I keep coming back to the issue of Audience with my Charts and Graphs. The Audience will have a huge impact on what and how you present you information. After a lot of thought, I realized the large amount of variables one would have to account for when creating a chart or a graph:
Education
Sub-Culture
Media Outlets
Region of Population
Age Groups
There is a lot to account for and the individual will interpret the data how they see fit. There is a lot to be said for the image itself though and how it is constructed.
Richard,
ReplyDeleteI think your chart 2.0 is a really nice improvement both in terms of content and presentation—it looks much cleaner, and I could parse the connections more easily. As weird as it may sound, the theorists I most see informing your chart are Adorno & Horkheimer, Debord, and Acconci. To explain, I see your chart as approaching the rhetorical struggle that happens via media. There is a tension between trying to manipulate our audience with spectacle and trying to meaningfully negotiate our audiences’ commitments with our own. Your address of the ethics of this situation is something unique, I think, insofar as we tend to look at issues of power and media, but not necessarily issues of right and wrong.

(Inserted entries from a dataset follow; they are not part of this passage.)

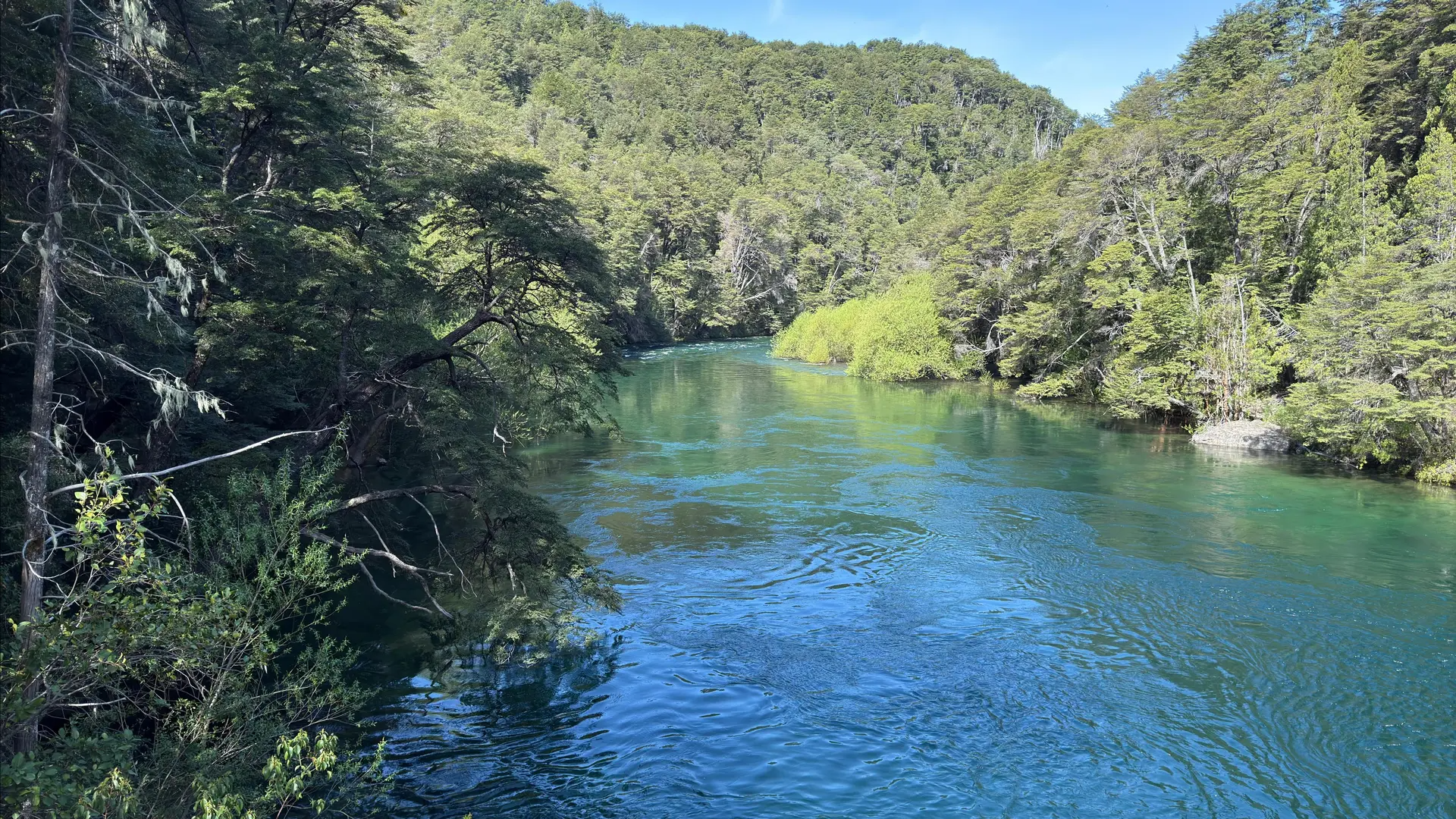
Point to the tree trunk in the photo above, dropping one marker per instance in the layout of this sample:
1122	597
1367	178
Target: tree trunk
42	382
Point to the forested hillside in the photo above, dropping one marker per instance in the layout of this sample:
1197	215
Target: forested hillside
1266	231
287	284
728	181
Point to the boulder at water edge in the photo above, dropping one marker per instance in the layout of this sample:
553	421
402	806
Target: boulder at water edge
1258	436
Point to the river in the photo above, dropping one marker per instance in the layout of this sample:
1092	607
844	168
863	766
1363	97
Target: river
859	599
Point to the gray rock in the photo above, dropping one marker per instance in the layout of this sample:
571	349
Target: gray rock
1258	436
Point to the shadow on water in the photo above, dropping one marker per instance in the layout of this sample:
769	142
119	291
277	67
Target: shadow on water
858	599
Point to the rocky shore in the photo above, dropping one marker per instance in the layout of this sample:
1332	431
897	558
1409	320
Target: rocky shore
1258	436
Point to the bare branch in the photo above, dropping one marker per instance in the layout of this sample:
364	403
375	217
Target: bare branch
199	463
411	491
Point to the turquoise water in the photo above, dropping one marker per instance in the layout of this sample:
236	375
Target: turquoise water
859	599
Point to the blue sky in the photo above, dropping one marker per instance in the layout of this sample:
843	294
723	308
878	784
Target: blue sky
1085	52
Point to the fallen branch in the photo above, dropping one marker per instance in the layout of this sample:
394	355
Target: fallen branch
190	464
419	573
411	491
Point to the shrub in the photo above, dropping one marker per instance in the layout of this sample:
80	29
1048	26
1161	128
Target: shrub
896	335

I would like to see the ethical component of what you are doing more foregrounded because, as I said, I do not think we have really discussed the ethics of mediation thusfar. How would this look? Which ethical systems would be used? I think it would be interesting to look back at some of the theorists that we have read and explore how they position themselves in terms of normativity: are they concerned with ethics, or are they merely concerned with power differentials? Is there an ethical subtext when we are talking about power differences, or is there merely one group’s interests versus another’s?
I think it should be clear from my response, but one thing that your chart helps me to see that traditional academic writing might not be able to articulate is that media are ethically ambiguous. It is easy to think about media rhetorically, but my brain starts to revolt when I try thinking about media ethically. It hurts in a good way. Thanks!